Please attend the Orleans Town Meeting on Monday, October 29
6:30 P.M. at the Orleans Middle School!
Here are five Articles with environmental impact worthy of your support.
Article 3: Fund the Water Meter Technology Replacement Program: $1,980,000. With new cellular technology, water usage can be monitored continuously and more accurately at less cost, offering opportunities to conserve water, provide better customer service, improve revenue flow, and manage water infrastructure more efficiently. Quarterly water billing would be possible for the first time. More timely detection of leaks could save customers in total over $120k annually. It is estimated that Orleans loses 55 million gallons of water a year, thus wasting over $150k that it costs to treat that water for human consumption. A vote for cellular meters is a vote for water conservation!
Article 5: Fund the Nauset Beach Retreat Master Plan and Facility Relocation: $1,200,000. After an extraordinary winter of storms and beach erosion, the Article will fund dune enhancement and temporary facilities at Nauset Beach, as the Town continues long term planning for an accelerated retreat to higher ground. Time and tide are not our friends.
Articles 13, 14 & 15: These votes to accept Massachusetts General Laws governing betterments** are in preparation for a final plan and proposed financing of the new sewer system. They provide a legal framework for but do not involve what the betterment charges will be for those who will be hooked up to the sewer collection system. Those decisions have not yet been made. Just tidying up Town laws to be ready when the Town returns with a proposed schedule of betterment fees.
**Betterments involve the determination of increased property values resulting from public investment in infrastructure such as a hook-up to the Town sewer collection and treatment system.
Moving Ahead with OPC’s Demonstration Project
On Sarah’s Pond in Orleans!
Ultra-Fine Bubbles: A technology too promising to ignore.
On Monday, November 6, the Orleans Pond Coalition will appear before the Orleans Conservation Commission to file an RDA, the start of the permitting process for its first demonstration project, a cutting edge oxygenation technology that uses extremely small oxygen bubbles to assist recovery of ailing ponds and lakes. The “Ultra-Fine” oxygen bubbles are too tiny to see under a microscope and stay in solution for very long periods of time without dissipating into through the water like most conventional aeration systems. Ultra fine bubble technology (UFB) has not yet been used in the Commonwealth or elsewhere in New England. This project has been a year in the planning, with the assistance of Dr. Kenneth Wagner, and will be financed entirely with private funds. OPC will be contracting with SOLitude Lake Management to install the system. Assuming the permitting process goes smoothly, the demonstration project will begin in Sarah’s Pond in early May.

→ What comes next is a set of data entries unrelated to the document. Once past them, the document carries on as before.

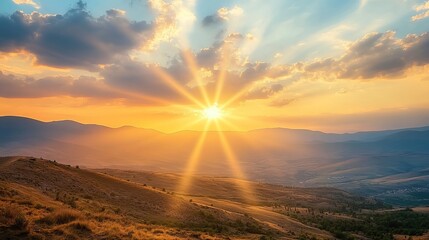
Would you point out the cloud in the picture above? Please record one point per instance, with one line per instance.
(75, 39)
(222, 15)
(12, 86)
(376, 55)
(424, 9)
(27, 2)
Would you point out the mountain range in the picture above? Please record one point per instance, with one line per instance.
(392, 165)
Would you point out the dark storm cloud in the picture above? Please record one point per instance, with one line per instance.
(75, 39)
(377, 55)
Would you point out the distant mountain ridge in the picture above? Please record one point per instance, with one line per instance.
(352, 161)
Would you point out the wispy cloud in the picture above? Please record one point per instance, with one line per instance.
(27, 2)
(424, 11)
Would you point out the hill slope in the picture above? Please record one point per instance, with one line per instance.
(362, 162)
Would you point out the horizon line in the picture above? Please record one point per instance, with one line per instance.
(197, 131)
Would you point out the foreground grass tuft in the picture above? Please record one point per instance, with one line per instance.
(60, 217)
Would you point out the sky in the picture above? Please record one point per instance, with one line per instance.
(329, 65)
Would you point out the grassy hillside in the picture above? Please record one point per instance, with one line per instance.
(41, 198)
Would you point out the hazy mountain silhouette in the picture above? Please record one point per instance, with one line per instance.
(365, 161)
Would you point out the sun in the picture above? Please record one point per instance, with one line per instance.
(212, 112)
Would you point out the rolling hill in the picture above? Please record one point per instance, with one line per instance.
(43, 199)
(369, 163)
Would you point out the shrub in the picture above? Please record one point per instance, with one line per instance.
(60, 217)
(80, 226)
(13, 217)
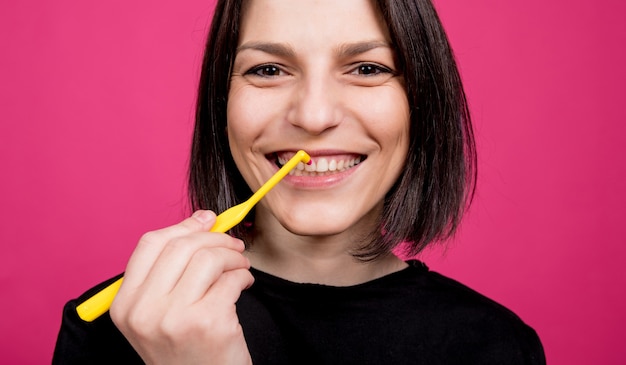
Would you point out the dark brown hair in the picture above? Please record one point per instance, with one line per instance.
(427, 201)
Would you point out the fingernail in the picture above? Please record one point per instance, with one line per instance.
(203, 216)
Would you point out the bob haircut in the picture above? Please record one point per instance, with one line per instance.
(426, 203)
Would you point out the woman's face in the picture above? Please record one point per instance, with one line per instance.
(318, 75)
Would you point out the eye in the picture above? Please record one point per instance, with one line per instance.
(370, 69)
(269, 70)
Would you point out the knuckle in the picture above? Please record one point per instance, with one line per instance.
(149, 238)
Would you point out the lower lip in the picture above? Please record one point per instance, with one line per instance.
(320, 182)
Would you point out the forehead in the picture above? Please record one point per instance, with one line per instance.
(311, 21)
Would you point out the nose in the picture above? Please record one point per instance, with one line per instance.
(315, 105)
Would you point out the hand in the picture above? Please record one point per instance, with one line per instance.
(177, 302)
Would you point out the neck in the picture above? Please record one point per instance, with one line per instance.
(325, 260)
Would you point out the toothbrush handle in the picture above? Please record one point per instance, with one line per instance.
(98, 304)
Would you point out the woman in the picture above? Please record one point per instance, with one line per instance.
(370, 89)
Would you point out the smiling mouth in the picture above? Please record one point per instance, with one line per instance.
(321, 166)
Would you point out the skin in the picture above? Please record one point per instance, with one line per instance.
(334, 91)
(302, 79)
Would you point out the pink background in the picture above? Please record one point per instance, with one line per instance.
(96, 108)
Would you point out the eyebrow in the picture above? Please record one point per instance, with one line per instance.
(277, 49)
(283, 50)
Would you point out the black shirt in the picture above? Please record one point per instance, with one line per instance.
(414, 316)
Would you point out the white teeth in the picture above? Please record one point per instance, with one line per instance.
(332, 166)
(310, 167)
(322, 166)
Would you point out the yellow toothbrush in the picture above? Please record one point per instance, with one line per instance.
(98, 304)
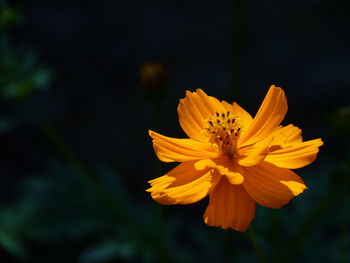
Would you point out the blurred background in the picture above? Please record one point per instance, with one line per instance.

What better way to celebrate OPC’s fifteenth anniversary than to take the plunge!
Celebrating Fifteen Years of Water Protection and Conservation
Let them eat cake!
Last Saturday, October 20, OPC’s Annual Meeting was a celebration of its fifteen years as the Town’s most reliable source of information and advocacy for water protection and stewardship. With a capacity crowd at the Orleans Federated Church, OPC’s membership enjoyed a seated brunch and a riveting lecture by Dr. Ken Wagner, one of the Commonwealth’s most respected limnologists with over 34 years of technical experience in environmental management and author of numerous publications, including the influential Practical Guide to Lake Management in Massachusetts (2004). His topic, “Understanding Cape Cod Lakes and Their Management,” was a homerun with his audience. Commenting on his interaction with the membership, Dr. Wagner said that “they were all so engaged and nice; no curmudgeons!” That’s the hallmark of the OPC membership. And OPC is thankful for their generosity, commitment and spirit. Something to celebrate every year!